Pharmacy Times interviewed Ismail Lourido Ali, the director and counsel of policy and advocacy at the Multidisciplinary Association for Psychedelic Studies (MAPS), on psychedelic medicine policy and current advancements in the field.
During the discussion, Ali addressed the difference between legalizing and decriminalizing psychedelic drugs, specifically in reference to the potential impact of each on medical research.
“Decriminalization is kind of its own track, where it's just removing the criminal penalties for personal possession, use, cultivation, or something along those lines. Legalization is a bit more of an affirmative protection. So, you can decriminalize but keep activity about these drugs in a civilly illegal place,” Ali said. “Maybe you don't get incarcerated, but maybe there's a fine or maybe they force you into treatment or something along those lines.”
Ali noted that legalization not only eliminates criminal and civil consequences or punishments for a certain behavior, but the law actually cognizes that behavior in the sense that there's a regulated system around it.
“One example or metaphor I like to give is that decriminalizing personal possession and use will create an island of legal behavior. It's legal for me to possess the substance if it's been fully decriminalized—no civil or criminal penalties. But to get to that island, I have to wade through all of this illegal behavior because it's still illegal to cultivate it, to be able to manufacture it, to transport it, and so on,” Ismail said. “Legalization, in my mind, is creating a fully cognized system that establishes a regulated approach toward every aspect, whereas decriminalization is going to be removing the criminal and or civil penalties from a sliver of that behavior.”
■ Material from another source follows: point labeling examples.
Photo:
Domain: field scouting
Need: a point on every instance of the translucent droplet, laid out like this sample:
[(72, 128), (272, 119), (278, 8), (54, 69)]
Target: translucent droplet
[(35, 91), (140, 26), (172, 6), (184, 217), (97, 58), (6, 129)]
Ali explained investigators are often going to be working in an exception category, in which it's permitted to do their research with the right permissions from the DEA. With legal access, a wider range of research from a wider range of sources would be possible.
“For example, anyone can do research on tomatoes right now; some is considered more legit than others. But I think, similarly, if you're doing research on psychedelics, you better have a DEA license, because that's the only way you can publish it,” Ali said. “So, I think that it would broaden access to research if there were legal access.”